The Foundation for Freedom
- Believing we are born sinless or morally neutral shifts the focus onto our performance, which will always seem imperfect for a sense of worth.
- The Laodicean message reminds us of our true condition precisely so we will seek solutions outside ourselves (Revelation 3:17–18).
- Recognizing the disease of our sinfulness directs us to the cure in Christ.

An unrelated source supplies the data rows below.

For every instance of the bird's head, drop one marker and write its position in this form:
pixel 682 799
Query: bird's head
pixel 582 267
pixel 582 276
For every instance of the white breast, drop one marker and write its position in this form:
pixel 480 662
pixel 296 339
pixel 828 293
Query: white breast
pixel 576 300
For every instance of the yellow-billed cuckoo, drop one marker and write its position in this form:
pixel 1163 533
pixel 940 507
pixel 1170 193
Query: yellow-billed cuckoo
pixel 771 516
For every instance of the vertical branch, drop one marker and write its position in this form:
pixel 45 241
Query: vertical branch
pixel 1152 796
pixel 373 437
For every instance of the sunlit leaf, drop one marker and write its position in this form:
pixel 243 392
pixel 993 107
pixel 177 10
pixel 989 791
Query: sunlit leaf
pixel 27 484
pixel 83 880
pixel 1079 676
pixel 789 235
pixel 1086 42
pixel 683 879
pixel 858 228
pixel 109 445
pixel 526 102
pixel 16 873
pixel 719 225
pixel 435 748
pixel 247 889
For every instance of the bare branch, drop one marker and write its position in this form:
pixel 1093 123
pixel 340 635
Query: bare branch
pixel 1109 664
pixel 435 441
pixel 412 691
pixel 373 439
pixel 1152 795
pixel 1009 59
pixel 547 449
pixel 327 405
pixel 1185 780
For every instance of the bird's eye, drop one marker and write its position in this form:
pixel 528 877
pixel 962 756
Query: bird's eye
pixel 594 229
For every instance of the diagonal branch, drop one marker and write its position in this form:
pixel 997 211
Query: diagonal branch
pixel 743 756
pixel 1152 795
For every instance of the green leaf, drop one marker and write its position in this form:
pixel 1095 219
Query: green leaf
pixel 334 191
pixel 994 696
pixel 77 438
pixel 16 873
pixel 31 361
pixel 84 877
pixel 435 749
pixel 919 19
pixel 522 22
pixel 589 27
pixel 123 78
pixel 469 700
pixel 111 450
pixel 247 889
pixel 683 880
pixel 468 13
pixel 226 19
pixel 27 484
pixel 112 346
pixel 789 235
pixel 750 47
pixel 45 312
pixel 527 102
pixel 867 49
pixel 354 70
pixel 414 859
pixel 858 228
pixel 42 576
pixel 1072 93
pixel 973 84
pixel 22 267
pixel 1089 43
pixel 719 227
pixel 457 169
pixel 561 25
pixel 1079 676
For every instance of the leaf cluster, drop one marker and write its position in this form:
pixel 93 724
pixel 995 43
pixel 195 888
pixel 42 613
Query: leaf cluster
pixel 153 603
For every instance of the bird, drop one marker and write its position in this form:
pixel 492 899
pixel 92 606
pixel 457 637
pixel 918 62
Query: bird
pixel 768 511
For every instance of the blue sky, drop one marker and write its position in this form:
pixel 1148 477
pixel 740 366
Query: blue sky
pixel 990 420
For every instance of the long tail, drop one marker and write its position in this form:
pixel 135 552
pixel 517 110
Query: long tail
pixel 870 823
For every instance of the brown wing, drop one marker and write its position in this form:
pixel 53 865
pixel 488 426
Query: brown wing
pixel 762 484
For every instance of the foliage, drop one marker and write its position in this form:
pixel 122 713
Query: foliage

In the end, a Biblical, realistic, guilt-calibrated view of our innate sinfulness allows Jesus to address our sin at the root rather than just the fruit. Instead of bringing about license to sin, it orients us to the only solution so we can stop making excuses. It shifts the focus from the insecurity of our inability and lack of righteousness to His ability, righteousness, and love.
Our brokenness is not the despairing end of our story. It is the invitation to exchange our poverty for His riches, our nakedness for His robe of righteousness, and our blindness for His healing sight. It is, ultimately, the opportunity to allow God to show us that we are valued and loved, no matter what we’ve done or how we feel.